In Jerusalem, the significance of the day is obvious for all—Jews, Muslims, and Christians alike. No TV. No radio. Driving is forbidden. The streets are barricaded. Even where we are in East Jerusalem, shops are closed and only an occasional taxi passes by. In the more secular coastal city Acre a riot broke out two years ago when an Arab drove his car through a Jewish neighborhood. So for us, it’s a quiet day at home alone reading.
In the traditional spirit of “building a fence around the law” buses stopped running at mid-afternoon Friday, shopkeepers closed up at noon, tour groups made the rounds on Thursday to head north to Galilee, and check-points from the West Bank were closed already the previous midnight.
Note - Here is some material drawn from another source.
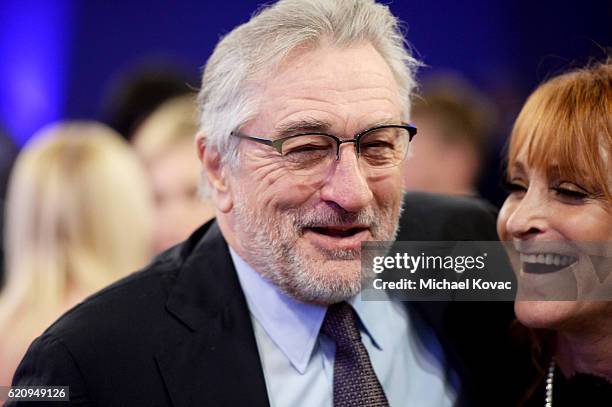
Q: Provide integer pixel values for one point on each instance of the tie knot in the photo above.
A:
(340, 324)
One of our church staff traveled an extra ten miles out of his way to reach work on Friday, others could not make it at all.
The sun set at 5:38 p.m. Friday night, beginning the fast--now that daylight savings time has ended—seeming so early for mid-September. Sitting outside and observing the city from our Mount of Olives perch, we noticed the high-rise office buildings of West Jerusalem off in the distance shrouded in darkness. Closer down the valley, we spotted red and green traffic signals now flashing amber. Gazing to the northwest, and down upon “Settler highway # 1” that tunnels under the Mount of Olives to the mega-settlement Ma'ale Adumim, not a car or truck was in sight. And looking southwest toward the old city below and the lighted Dome of the Rock upon the mammoth remains of the Herodian temple platform, we could only imagine what it must have been like two thousand years ago, and earlier, when the high priest donned his special robes, and, for that one day only, entered the Holy of Holies, while the crowds filled with awe stood by in sacred silence.
24 hours of silence, 24 hours of rest, 24 hours of peace.
So why not peace for the entire year?